レミィ :怪我くらいはいいですけど、寮内で傷が消えないとまずいです。
アリエル :平たく言うと、死ななきゃいい、ってことかい?
ミケー :それ、ボーナスどころか、首が危ないから!! いろんな意味で!
レミィ :怪我しないようにやってたら、死ぬことはまずないです。
ミケー :フォーリング・コントロールはディスペル禁止っ!!
アリエル :ははは。
ミケー :……笑い事じゃないんだけどねぇ。
G M:風の軍は、ギャラリー席に退場していきます。
氷の軍は、キルシュ・アリエル・フィーナが窓側に背を向け、
その向かい側で、ローディス・リコリスが壁から少し離れて
周囲を警戒します。
アリエル :寮母を甘く見ていたね。いくら僕でも、戦ったことはないから。
キルシュ :貴族のおもりが貴族に手を出したらまずいかしら。
アリエル :あいにく、守備範囲外だ。
ローディス:そういう意味じゃないと思うけど。
リコリス :ふぇー?
キルシュ :消耗が、予想以上かしら。
フィーナ :私は、消えたところで戦闘能力がないですからねぇ。
キルシュ :それは、クスパールとルナっちも同じよん。
アリエル :それがわかるだけでも、かなり大きいね。
フィーナ :今、地の軍に攻められると、まずいですよね。
リコリス :でも、アリエルは強いよー。
アリエル :ありがとう。でも、実力は寮母の方が上だったよ。
リコリス :えー、そうなのー!?
ローディス:キルシュさん、地の王は実はかなり強いという話でしたが。
キルシュ :あの馬鹿は性格上、大将じゃないと気が済まないかしら。
フィーナ :あらあら。難儀な性格ですねぇ。実力を生かせないじゃないですか。
アリエル :それなら、前衛をあしらいながら、僕がロタールを叩くよ。
リコリス :がんばってねーっ!
キルシュ :アクトゥスとウィットは、要職の割には強くないわん。見栄での選抜かしら。
アリエル :ははははっ。うまいこと言うね。
リコリス :うーん。1階と5階も、色々たいへんだねー。
フィーナ :あらあら。ここで体面を気にするとは、余裕ですねぇ。
ローディス:それでも、正魔術師2人は脅威ですよ。特待のアクトゥスも私たちには……。

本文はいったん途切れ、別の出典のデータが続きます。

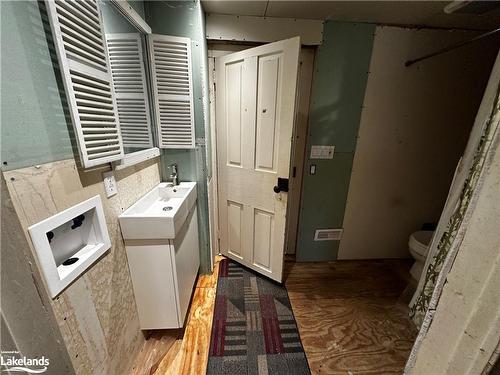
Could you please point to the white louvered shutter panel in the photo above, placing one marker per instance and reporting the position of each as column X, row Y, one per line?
column 81, row 51
column 173, row 90
column 131, row 92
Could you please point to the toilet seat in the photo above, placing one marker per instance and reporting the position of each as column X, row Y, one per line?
column 419, row 241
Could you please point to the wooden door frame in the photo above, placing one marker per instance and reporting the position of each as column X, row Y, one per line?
column 299, row 145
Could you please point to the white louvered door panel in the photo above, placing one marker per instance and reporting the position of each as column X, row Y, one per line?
column 131, row 92
column 173, row 90
column 81, row 50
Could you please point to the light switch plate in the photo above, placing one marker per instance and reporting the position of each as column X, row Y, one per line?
column 109, row 183
column 322, row 152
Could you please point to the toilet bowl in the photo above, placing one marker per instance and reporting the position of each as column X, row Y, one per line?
column 418, row 245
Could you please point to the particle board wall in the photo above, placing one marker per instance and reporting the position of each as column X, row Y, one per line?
column 96, row 314
column 468, row 307
column 28, row 326
column 414, row 126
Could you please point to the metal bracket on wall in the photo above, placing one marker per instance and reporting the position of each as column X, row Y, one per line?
column 451, row 48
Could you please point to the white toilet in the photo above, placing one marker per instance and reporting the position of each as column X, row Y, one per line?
column 419, row 245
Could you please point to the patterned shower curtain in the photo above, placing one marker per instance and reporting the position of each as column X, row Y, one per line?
column 451, row 228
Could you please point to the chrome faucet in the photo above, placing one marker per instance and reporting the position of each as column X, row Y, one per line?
column 173, row 175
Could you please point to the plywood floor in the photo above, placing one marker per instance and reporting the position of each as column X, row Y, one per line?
column 350, row 316
column 349, row 313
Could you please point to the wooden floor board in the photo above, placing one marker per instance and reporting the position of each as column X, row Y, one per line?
column 349, row 314
column 350, row 317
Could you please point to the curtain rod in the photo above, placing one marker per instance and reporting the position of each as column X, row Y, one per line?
column 452, row 47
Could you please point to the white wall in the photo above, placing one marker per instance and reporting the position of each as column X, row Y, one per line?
column 414, row 126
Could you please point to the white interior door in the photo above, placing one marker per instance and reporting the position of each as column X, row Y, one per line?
column 255, row 114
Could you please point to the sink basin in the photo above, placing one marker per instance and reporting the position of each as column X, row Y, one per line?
column 160, row 213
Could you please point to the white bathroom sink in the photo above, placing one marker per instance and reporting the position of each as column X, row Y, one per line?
column 160, row 213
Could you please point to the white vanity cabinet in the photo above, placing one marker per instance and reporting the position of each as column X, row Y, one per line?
column 163, row 270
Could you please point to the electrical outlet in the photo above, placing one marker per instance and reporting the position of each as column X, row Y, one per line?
column 109, row 184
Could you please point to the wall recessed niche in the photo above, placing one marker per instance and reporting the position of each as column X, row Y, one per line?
column 68, row 243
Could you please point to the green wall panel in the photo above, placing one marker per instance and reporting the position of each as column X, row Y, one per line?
column 339, row 82
column 36, row 127
column 186, row 19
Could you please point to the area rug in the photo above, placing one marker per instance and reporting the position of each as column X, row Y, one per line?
column 253, row 329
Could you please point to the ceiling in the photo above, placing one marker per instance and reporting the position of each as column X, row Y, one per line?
column 406, row 13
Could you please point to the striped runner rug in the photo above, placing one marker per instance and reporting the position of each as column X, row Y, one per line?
column 253, row 329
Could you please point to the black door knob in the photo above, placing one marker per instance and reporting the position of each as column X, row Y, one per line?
column 281, row 186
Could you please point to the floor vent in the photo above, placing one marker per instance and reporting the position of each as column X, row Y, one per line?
column 328, row 234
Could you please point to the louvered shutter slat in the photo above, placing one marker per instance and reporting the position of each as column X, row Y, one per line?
column 173, row 89
column 129, row 81
column 81, row 51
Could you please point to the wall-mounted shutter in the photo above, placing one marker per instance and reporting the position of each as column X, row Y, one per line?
column 131, row 91
column 81, row 50
column 173, row 90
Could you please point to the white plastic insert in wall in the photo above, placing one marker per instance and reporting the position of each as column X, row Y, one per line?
column 68, row 243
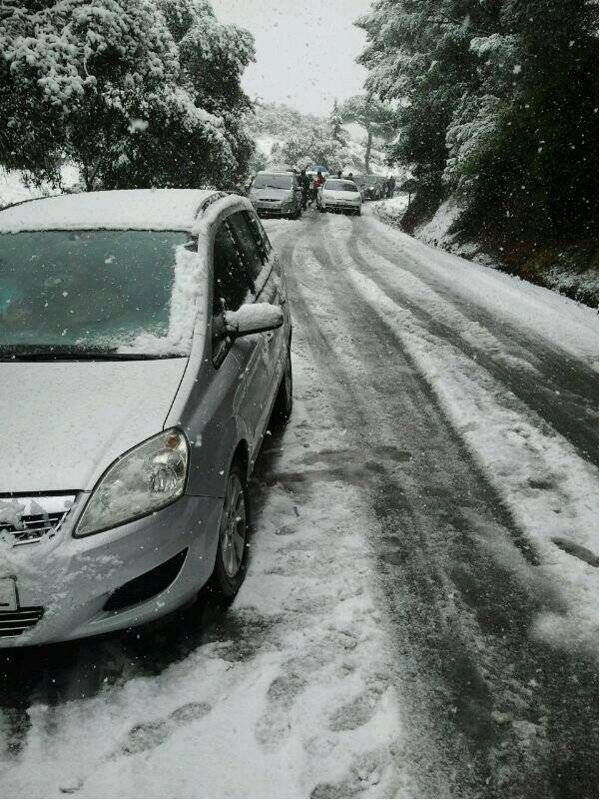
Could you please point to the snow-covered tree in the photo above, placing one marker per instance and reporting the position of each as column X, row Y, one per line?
column 336, row 127
column 375, row 116
column 497, row 101
column 108, row 85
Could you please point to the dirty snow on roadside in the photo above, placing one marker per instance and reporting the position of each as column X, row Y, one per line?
column 299, row 701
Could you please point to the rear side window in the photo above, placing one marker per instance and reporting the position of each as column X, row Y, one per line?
column 231, row 282
column 250, row 250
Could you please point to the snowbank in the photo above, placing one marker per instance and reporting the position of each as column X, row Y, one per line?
column 437, row 232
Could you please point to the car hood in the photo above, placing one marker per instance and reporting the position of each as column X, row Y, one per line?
column 272, row 194
column 331, row 194
column 64, row 423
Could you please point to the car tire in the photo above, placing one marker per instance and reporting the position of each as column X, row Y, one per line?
column 232, row 549
column 284, row 402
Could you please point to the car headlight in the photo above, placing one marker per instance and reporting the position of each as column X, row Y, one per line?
column 150, row 476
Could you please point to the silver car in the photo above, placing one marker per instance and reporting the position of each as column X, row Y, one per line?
column 341, row 195
column 276, row 194
column 144, row 347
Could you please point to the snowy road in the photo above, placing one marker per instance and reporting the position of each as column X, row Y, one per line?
column 419, row 617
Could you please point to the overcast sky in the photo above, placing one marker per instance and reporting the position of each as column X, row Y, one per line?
column 305, row 49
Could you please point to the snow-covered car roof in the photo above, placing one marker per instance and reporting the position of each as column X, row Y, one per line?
column 126, row 209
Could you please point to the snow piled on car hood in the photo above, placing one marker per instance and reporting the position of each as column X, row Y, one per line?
column 64, row 423
column 123, row 209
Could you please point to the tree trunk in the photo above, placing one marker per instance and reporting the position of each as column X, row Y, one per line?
column 368, row 151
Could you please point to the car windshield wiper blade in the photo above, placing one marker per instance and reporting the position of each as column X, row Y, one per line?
column 61, row 353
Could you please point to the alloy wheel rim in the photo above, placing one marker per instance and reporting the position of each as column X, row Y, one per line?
column 233, row 527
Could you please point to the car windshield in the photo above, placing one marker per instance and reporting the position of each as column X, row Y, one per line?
column 272, row 182
column 341, row 186
column 97, row 293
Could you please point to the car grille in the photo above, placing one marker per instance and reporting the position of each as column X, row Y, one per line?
column 14, row 623
column 33, row 527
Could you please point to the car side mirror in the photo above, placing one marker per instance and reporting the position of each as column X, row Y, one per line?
column 252, row 318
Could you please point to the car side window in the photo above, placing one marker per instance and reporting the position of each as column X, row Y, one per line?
column 230, row 279
column 250, row 250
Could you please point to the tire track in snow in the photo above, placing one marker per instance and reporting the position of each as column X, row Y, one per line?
column 572, row 413
column 536, row 734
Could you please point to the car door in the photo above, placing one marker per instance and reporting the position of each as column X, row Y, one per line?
column 263, row 269
column 232, row 287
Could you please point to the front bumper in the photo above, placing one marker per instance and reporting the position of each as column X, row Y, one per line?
column 341, row 207
column 71, row 580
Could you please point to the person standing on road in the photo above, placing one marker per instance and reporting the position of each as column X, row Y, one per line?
column 316, row 185
column 305, row 186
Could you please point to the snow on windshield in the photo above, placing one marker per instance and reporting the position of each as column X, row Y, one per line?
column 100, row 291
column 341, row 186
column 186, row 296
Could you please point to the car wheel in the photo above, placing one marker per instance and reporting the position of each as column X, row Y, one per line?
column 282, row 410
column 230, row 564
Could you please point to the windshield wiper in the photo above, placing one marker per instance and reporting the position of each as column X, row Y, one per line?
column 64, row 353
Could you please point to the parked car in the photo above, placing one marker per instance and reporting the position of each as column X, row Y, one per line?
column 144, row 345
column 373, row 187
column 339, row 194
column 276, row 194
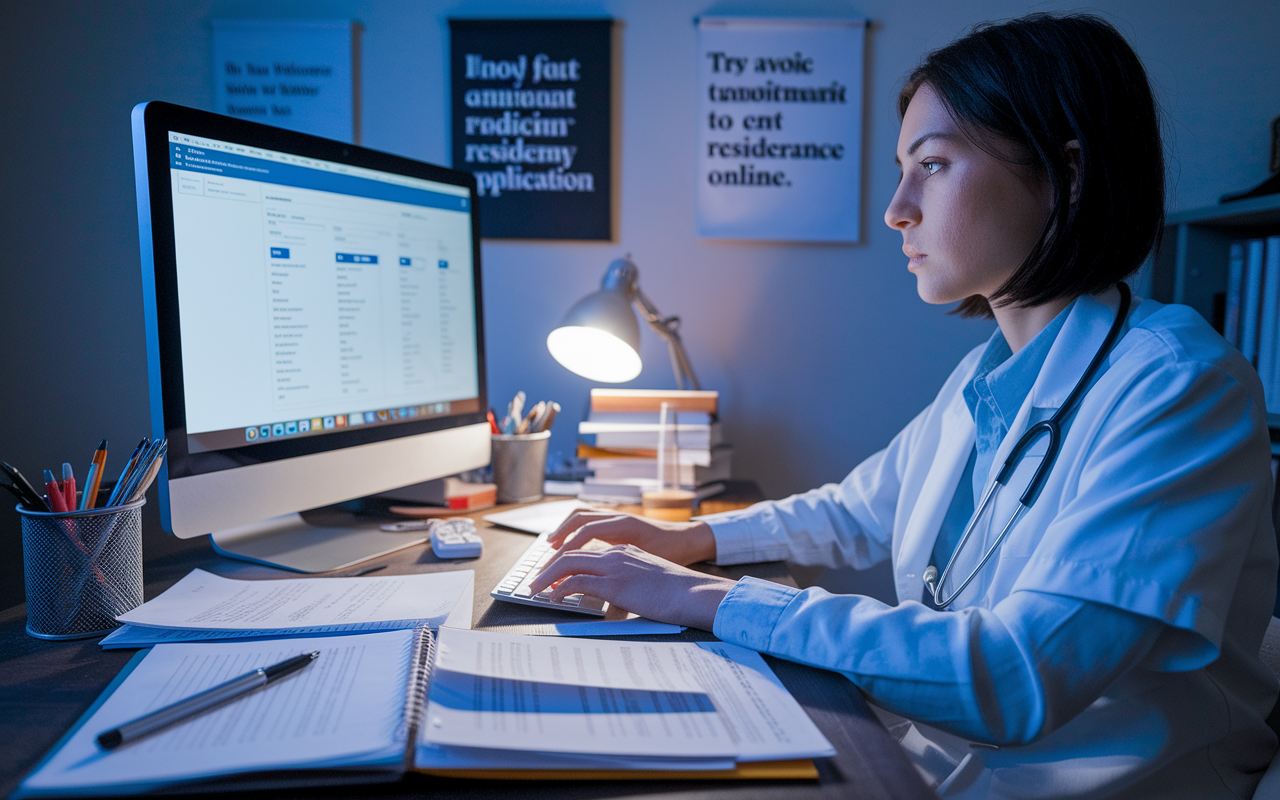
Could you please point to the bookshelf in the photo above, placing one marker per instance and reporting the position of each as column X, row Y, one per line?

アリエル :リコリスの精神力は、正魔術師対策のために取っておかなきゃね。
リコリス :まほうはきかないよっ、だねー!
キルシュ :カウンター・マジックのことかしら?
G M:さて、氷の軍の皆さんにはわかりますが、
現在、地の軍0点、水の軍22点、火の軍0点(脱落)、風の軍0点(脱落)、
氷の軍16点というのはほぼ確定しています。
レイディアが、知らないところで地の軍にやられてる可能性は薄いですし。
要するに、仮にレイディアを発見して水を0点にすれば、暫定トップ。
その後は時間切れまで地から逃げ切れば勝ちになります。
それか、地を全滅させた上で、復活した水も全滅させるか、
地を全滅させた上で、復活した水から逃げ切るか。
もちろん、この場で地を迎え撃ち、水は復活させないという手もあります。
キルシュ :レイディアを潰すべきかしら。ロタールと戦うべきかしら。
フィーナ :センス・マジックで、後方の憂いを断ちましょうかねぇ。
アリエル :だけど、それで見つかるとは限らないのが問題なんだよね。
フィーナ :視界の外にあるものは、見つけられませんからねぇ。
ローディス:先にロタールさんと戦えば、その間にレイディアの軍が復活しますよ。
フィーナ :ここで戦えば、その心配もありませんけどねぇ。
アリエル :スリープ・クラウドの飛び交う場所での精神集中は難しいからね。
リコリス :キルシュは消えられないけどねー。
ローディス:す、すみません!
キルシュ :怒ってないわん。やっぱり、フィーナを将軍にすればよかったかしら。
アリエル :いや、将軍1人が逃げても、他が全滅すれば19点取られるから。
フィーナ :大量リード時以外の逃げっぱなしは、あまり意味がないですねぇ。
キルシュ :難しいわねん。
リコリス :奥が深いねー。
キルシュ :次の中間発表の前に、決めないといけないかしら。
アリエル :僕に作戦があるんだ。まず、全員で、前庭に陣取る。
キルシュ :リコリスの予言に反する方向に動いて、大丈夫かしら。
リコリス :予言じゃないよー。おとうさんに教えてもらったんだよー。
フィーナ :お父さん、ですか?
リコリス :うちのお父さん、すごいんだからねーっ!
ローディス:アリエル、聞かせてもらっていい?
アリエル :まず、ストーン・サーバントに入り口の扉を抑えさせる。
リコリス :うごくよいしさんっ、だねー。
フィーナ :なるほど。アンロックでも開きませんよねぇ。
リコリス :攻撃魔法も禁止だもんねー。
アリエル :そして、リコリスが扉に罠を仕掛ける。開けたら発動するように。
リコリス :がんばるよーっ!
キルシュ :ロタールなら普通に外せるかしら。
ローディス:解除するにも、音が出るから、不意打ちはできませんね。
フィーナ :でも、上空からのディスペルには、どう対処するんですか?
アリエル :最初に、クリエイト・イメージで地上の風景の幻覚をかぶせて、隠す。
フィーナ :なるほど。扉が開かなかったら、ロックの類と判断するわけですね。
アリエル :センス・マジックを使う頃には、かなり消耗しているはずだよ。
ローディス:……考えたね。
キルシュ :飛び降りにはどう対処するのかしら。
アリエル :フォーリング・コントロールだけで精神力を消耗するし、ディスペルは怖い。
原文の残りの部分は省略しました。